What Is The Right LLM For RTX 3060 (12GB)?

Answer:

For those looking to run large language models like Llama-2 and Mistral, on a PC built with RTX 3060 (12GB VRAM), here’s a concise guide on what model you can run.

For the RTX 3060 (12GB), you can utilize any GPTQ 7B model. Models in GGUF format can be used with up to 8-bit (Q8) quantization, allowing you to allocate all the layers to the GPU. On RTX 3060 the 7B 8-bit model models will run with around 25 tokens/second on Windows and 37 tokens/second on Linux.

A 13B model would require adjustments in terms of layers and quantization. For instance, 13B 6-bit (GGUF) quantized models is the maximum you can fit in RTX 3060. However the best approach is to use 4-bit 13B model in GGUF or GPTQ file format to strike a balance between speed (7-8 t/s) and inference quality.

Other Models and Quantization:

You might also explore 22B models at 3-bit quantization (Q3).

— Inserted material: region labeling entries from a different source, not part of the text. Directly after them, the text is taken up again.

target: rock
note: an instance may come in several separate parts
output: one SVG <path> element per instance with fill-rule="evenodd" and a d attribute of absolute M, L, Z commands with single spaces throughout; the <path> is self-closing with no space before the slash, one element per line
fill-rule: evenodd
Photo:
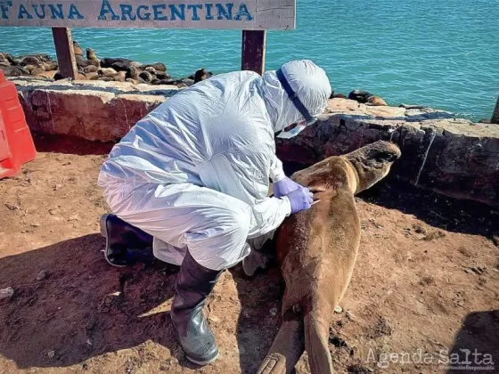
<path fill-rule="evenodd" d="M 7 287 L 6 289 L 0 289 L 0 300 L 4 298 L 11 298 L 14 295 L 14 289 Z"/>
<path fill-rule="evenodd" d="M 20 81 L 17 88 L 32 131 L 100 142 L 123 137 L 138 120 L 178 92 L 171 85 L 66 80 Z"/>
<path fill-rule="evenodd" d="M 37 280 L 43 280 L 46 278 L 47 276 L 47 272 L 45 270 L 42 270 L 40 272 L 38 272 L 38 275 L 37 275 Z"/>

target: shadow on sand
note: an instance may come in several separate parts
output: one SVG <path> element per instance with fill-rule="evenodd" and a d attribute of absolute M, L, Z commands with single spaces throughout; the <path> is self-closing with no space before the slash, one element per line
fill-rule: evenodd
<path fill-rule="evenodd" d="M 0 259 L 0 285 L 15 290 L 10 300 L 0 301 L 0 355 L 20 369 L 85 368 L 89 358 L 151 340 L 168 348 L 182 366 L 196 369 L 184 359 L 169 312 L 148 313 L 172 298 L 177 269 L 162 264 L 113 268 L 100 253 L 103 247 L 103 239 L 94 234 Z M 37 280 L 40 271 L 47 276 Z M 252 279 L 241 266 L 231 272 L 242 308 L 241 370 L 251 373 L 279 326 L 279 271 Z"/>
<path fill-rule="evenodd" d="M 447 374 L 497 372 L 499 310 L 468 314 L 455 337 L 450 354 Z"/>

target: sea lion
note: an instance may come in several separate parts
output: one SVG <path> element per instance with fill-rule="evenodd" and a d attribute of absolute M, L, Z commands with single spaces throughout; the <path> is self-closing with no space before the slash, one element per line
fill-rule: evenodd
<path fill-rule="evenodd" d="M 381 99 L 380 96 L 370 96 L 367 99 L 365 105 L 371 105 L 372 107 L 386 107 L 387 102 Z"/>
<path fill-rule="evenodd" d="M 32 76 L 37 77 L 40 74 L 45 74 L 46 71 L 44 68 L 37 67 L 37 68 L 34 68 L 33 69 L 31 69 L 29 72 L 31 73 Z"/>
<path fill-rule="evenodd" d="M 5 77 L 20 77 L 29 75 L 29 71 L 22 66 L 0 66 L 0 69 L 4 70 Z"/>
<path fill-rule="evenodd" d="M 282 325 L 259 374 L 290 372 L 304 349 L 313 374 L 333 372 L 330 320 L 348 286 L 360 243 L 354 195 L 385 177 L 399 157 L 395 144 L 379 141 L 293 175 L 315 192 L 317 202 L 287 218 L 277 233 L 277 258 L 286 283 Z"/>
<path fill-rule="evenodd" d="M 19 60 L 16 60 L 16 59 L 14 58 L 14 56 L 12 56 L 12 54 L 6 53 L 6 54 L 5 54 L 5 58 L 6 58 L 7 61 L 11 63 L 11 65 L 16 66 L 16 65 L 20 64 L 20 61 Z"/>
<path fill-rule="evenodd" d="M 154 76 L 147 70 L 143 70 L 142 73 L 140 73 L 139 77 L 146 83 L 151 83 L 152 82 L 152 79 L 154 79 Z"/>
<path fill-rule="evenodd" d="M 156 71 L 162 71 L 162 72 L 167 71 L 167 66 L 162 62 L 149 63 L 149 64 L 143 65 L 143 68 L 144 69 L 147 69 L 147 68 L 154 68 L 154 69 Z"/>
<path fill-rule="evenodd" d="M 88 73 L 97 73 L 97 71 L 99 70 L 99 68 L 97 68 L 94 65 L 88 65 L 85 68 L 83 68 L 83 72 L 85 74 L 88 74 Z"/>
<path fill-rule="evenodd" d="M 151 66 L 148 66 L 147 68 L 144 69 L 144 71 L 149 71 L 151 74 L 152 75 L 156 75 L 156 69 L 154 68 L 152 68 Z"/>
<path fill-rule="evenodd" d="M 79 46 L 78 43 L 76 40 L 73 40 L 73 51 L 75 53 L 75 56 L 83 57 L 83 49 Z"/>
<path fill-rule="evenodd" d="M 59 63 L 57 61 L 44 62 L 43 64 L 45 71 L 53 71 L 59 69 Z"/>
<path fill-rule="evenodd" d="M 20 61 L 22 66 L 38 66 L 41 64 L 41 61 L 36 56 L 26 56 Z"/>
<path fill-rule="evenodd" d="M 371 96 L 373 96 L 372 94 L 367 91 L 360 91 L 360 90 L 354 90 L 348 94 L 348 99 L 355 100 L 361 104 L 365 104 L 367 102 L 367 99 Z"/>
<path fill-rule="evenodd" d="M 47 79 L 53 79 L 53 77 L 57 73 L 59 73 L 59 70 L 45 71 L 45 73 L 40 74 L 38 77 L 45 77 Z"/>
<path fill-rule="evenodd" d="M 156 77 L 160 80 L 170 80 L 171 76 L 168 73 L 156 70 Z"/>
<path fill-rule="evenodd" d="M 112 68 L 117 71 L 127 71 L 134 61 L 128 59 L 112 59 L 106 57 L 101 60 L 101 68 Z"/>
<path fill-rule="evenodd" d="M 208 71 L 206 71 L 206 69 L 200 69 L 199 70 L 197 70 L 194 73 L 194 84 L 198 83 L 198 82 L 201 82 L 205 79 L 208 79 Z"/>
<path fill-rule="evenodd" d="M 135 82 L 138 82 L 139 81 L 139 74 L 140 74 L 139 69 L 137 68 L 135 68 L 135 66 L 131 66 L 127 70 L 127 75 L 125 76 L 125 78 L 126 79 L 132 79 Z"/>

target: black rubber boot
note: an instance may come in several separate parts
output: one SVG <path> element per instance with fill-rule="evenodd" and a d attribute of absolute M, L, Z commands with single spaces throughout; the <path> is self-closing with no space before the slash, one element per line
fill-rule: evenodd
<path fill-rule="evenodd" d="M 154 261 L 152 236 L 115 215 L 101 217 L 101 234 L 106 238 L 104 256 L 111 265 L 123 267 Z"/>
<path fill-rule="evenodd" d="M 199 365 L 211 363 L 218 357 L 218 347 L 202 308 L 221 273 L 199 264 L 187 251 L 175 283 L 171 319 L 187 359 Z"/>

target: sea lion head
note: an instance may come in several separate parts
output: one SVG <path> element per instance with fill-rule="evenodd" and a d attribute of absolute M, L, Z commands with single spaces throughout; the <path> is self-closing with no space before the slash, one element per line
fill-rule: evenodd
<path fill-rule="evenodd" d="M 97 60 L 95 51 L 94 51 L 92 48 L 86 48 L 86 60 Z"/>
<path fill-rule="evenodd" d="M 387 176 L 391 165 L 400 155 L 400 150 L 394 143 L 378 141 L 343 156 L 356 175 L 355 193 L 367 190 Z"/>
<path fill-rule="evenodd" d="M 315 193 L 334 194 L 339 188 L 348 188 L 356 194 L 383 179 L 399 157 L 397 145 L 379 141 L 344 156 L 329 157 L 292 178 Z"/>
<path fill-rule="evenodd" d="M 77 56 L 83 56 L 83 49 L 79 46 L 78 43 L 76 40 L 73 40 L 73 51 L 75 55 Z"/>

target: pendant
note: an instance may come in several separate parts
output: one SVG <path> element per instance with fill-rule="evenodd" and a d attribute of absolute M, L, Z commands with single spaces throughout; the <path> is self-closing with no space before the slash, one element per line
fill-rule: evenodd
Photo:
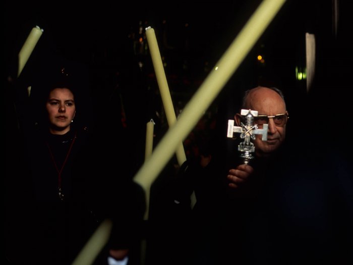
<path fill-rule="evenodd" d="M 57 194 L 59 195 L 59 198 L 60 198 L 60 199 L 63 201 L 64 194 L 63 193 L 63 191 L 62 190 L 62 188 L 60 187 L 58 187 L 58 192 L 57 193 Z"/>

For example, 22B Llama2-22B-Daydreamer-v3 model at Q3 will fit on RTX 3060.

Which models to run?

Some quality 7B models to run with RTX 3060 are the Mistral based Zephyr and Mistral-7B-Claude-Chat model, and the Llama-2 based airoboros-l2-7B-3.0 from the Airboros family. For 13B LLM you can try Athena for roleplay and WizardCoder for coding. 

And finally, instead of just seeking the largest model, it’s crucial to focus on what you intend to achieve with the LLM. Sometimes, smaller models, with specific tweaks, might perform exceptionally well for certain tasks.

Hope this guide helps you find the right model and configuration for your setup!